I used to think that once we finally had sex that would change. But you are dedicated to your silence except when you are moaning commands in my ear. I wait twenty-four hours after I walk out your door and then I bad mouth you to my friends. They tell me that I am better than you and that I can do way better. And the truth is that I can, but I don't want to.
Because you aren't a complete disappointment. I have had men never call me back and more often than not I was secretly glad. But you are reliable only as bad luck
. You ask me how my week is going four days later on a Thursday night, too late to set up a date for the weekend, but you let me know that you are free "later" Saturday night.

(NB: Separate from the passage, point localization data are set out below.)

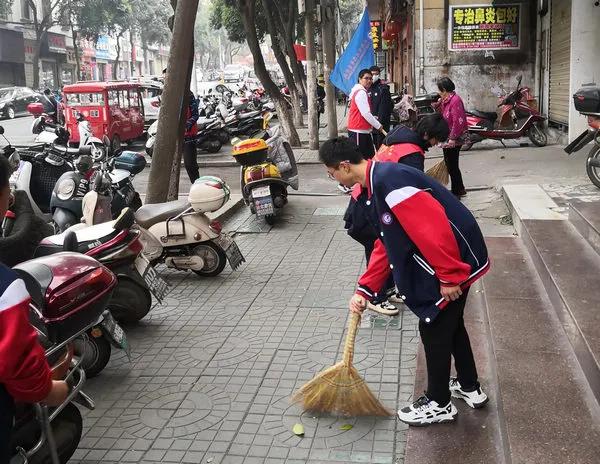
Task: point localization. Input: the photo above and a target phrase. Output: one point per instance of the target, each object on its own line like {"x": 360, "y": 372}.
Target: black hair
{"x": 433, "y": 126}
{"x": 445, "y": 83}
{"x": 5, "y": 172}
{"x": 362, "y": 72}
{"x": 339, "y": 149}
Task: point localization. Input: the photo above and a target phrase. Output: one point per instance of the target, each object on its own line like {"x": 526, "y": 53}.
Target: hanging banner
{"x": 357, "y": 55}
{"x": 376, "y": 35}
{"x": 484, "y": 27}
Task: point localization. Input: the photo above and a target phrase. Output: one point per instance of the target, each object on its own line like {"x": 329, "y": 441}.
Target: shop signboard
{"x": 484, "y": 27}
{"x": 102, "y": 48}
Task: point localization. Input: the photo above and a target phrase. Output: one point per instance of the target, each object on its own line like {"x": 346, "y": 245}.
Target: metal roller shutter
{"x": 560, "y": 57}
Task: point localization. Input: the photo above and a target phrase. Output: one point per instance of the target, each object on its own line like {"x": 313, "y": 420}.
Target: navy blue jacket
{"x": 427, "y": 238}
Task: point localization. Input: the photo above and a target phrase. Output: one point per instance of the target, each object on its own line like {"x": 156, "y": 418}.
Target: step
{"x": 585, "y": 216}
{"x": 568, "y": 266}
{"x": 541, "y": 407}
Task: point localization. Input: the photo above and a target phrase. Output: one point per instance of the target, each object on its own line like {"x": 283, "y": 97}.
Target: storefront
{"x": 12, "y": 58}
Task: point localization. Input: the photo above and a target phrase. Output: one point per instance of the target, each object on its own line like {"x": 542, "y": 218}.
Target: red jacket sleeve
{"x": 24, "y": 370}
{"x": 377, "y": 273}
{"x": 425, "y": 222}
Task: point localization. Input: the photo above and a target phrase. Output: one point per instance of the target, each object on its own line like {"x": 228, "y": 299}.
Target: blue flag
{"x": 358, "y": 55}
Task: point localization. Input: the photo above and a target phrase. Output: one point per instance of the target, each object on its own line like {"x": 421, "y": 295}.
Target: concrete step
{"x": 585, "y": 216}
{"x": 541, "y": 406}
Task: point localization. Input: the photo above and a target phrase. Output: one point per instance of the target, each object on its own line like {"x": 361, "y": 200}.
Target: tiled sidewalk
{"x": 213, "y": 368}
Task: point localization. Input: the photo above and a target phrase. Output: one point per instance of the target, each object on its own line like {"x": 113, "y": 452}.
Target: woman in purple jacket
{"x": 453, "y": 110}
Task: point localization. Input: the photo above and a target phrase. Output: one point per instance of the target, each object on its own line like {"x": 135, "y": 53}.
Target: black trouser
{"x": 364, "y": 143}
{"x": 190, "y": 159}
{"x": 7, "y": 414}
{"x": 451, "y": 158}
{"x": 446, "y": 336}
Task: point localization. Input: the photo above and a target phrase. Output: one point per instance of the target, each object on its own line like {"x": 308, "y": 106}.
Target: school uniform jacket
{"x": 427, "y": 238}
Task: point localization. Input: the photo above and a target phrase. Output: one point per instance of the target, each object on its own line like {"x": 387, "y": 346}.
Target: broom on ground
{"x": 340, "y": 389}
{"x": 439, "y": 172}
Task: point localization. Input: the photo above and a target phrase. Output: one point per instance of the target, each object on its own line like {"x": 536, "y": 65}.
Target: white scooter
{"x": 179, "y": 234}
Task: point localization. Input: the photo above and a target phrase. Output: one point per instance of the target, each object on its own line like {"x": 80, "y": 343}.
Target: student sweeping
{"x": 434, "y": 249}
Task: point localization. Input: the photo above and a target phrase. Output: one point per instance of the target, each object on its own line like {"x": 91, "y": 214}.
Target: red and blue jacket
{"x": 427, "y": 238}
{"x": 24, "y": 371}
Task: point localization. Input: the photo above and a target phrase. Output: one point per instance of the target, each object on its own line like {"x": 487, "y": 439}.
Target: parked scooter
{"x": 71, "y": 187}
{"x": 180, "y": 235}
{"x": 517, "y": 109}
{"x": 268, "y": 169}
{"x": 69, "y": 293}
{"x": 587, "y": 102}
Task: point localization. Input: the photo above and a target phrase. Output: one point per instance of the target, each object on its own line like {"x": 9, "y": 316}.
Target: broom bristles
{"x": 340, "y": 389}
{"x": 439, "y": 172}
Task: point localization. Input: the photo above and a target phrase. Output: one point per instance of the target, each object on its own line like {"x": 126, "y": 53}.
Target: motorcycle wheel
{"x": 97, "y": 354}
{"x": 593, "y": 172}
{"x": 130, "y": 301}
{"x": 67, "y": 428}
{"x": 214, "y": 257}
{"x": 538, "y": 136}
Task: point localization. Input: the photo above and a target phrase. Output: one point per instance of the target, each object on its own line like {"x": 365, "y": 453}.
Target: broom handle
{"x": 349, "y": 345}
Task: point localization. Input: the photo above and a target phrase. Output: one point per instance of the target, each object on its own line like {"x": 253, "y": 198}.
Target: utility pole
{"x": 172, "y": 101}
{"x": 311, "y": 74}
{"x": 328, "y": 25}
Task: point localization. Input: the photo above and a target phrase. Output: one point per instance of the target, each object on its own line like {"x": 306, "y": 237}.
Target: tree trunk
{"x": 248, "y": 8}
{"x": 276, "y": 35}
{"x": 173, "y": 97}
{"x": 313, "y": 127}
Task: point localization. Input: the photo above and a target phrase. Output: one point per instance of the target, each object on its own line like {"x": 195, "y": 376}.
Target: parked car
{"x": 233, "y": 73}
{"x": 14, "y": 101}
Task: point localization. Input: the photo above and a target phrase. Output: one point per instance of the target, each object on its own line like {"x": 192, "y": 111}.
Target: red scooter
{"x": 517, "y": 116}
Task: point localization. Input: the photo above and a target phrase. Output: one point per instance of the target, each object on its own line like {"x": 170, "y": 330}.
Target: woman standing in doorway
{"x": 452, "y": 108}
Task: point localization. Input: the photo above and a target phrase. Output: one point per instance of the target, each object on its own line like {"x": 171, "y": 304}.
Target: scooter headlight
{"x": 65, "y": 189}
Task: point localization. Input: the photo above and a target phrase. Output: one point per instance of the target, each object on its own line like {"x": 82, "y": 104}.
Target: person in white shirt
{"x": 361, "y": 121}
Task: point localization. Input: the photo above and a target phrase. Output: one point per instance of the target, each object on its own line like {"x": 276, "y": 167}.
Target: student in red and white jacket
{"x": 24, "y": 371}
{"x": 432, "y": 246}
{"x": 361, "y": 121}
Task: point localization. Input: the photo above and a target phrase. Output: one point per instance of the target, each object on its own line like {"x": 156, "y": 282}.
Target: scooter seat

My personal favorite comes after we confess our feelings for each other. We have been having casual sex for months and you drunkenly tell me that you want a relationship. And this is the moment that I think that I can finally call you to tell you about something funny that happened during the day or text you about a dream that I had about you the night before. But we haven't changed at all. We will play the game to our graves.
In the event that I am in your bed, you whisper nice things to me, like you care about me and that you only want me. But talking to you outside the bedroom is like pulling teeth. I text you about a guy my friend is trying to hook up with at a bar and there is an hour between each of your replies
. I tell myself you are on the train, but I know better than that. The next night I end up making out with some bass player who doesn't know my name. And I don't feel bad, and neither do you.
PS: Men, why does it take you so damn long to text back?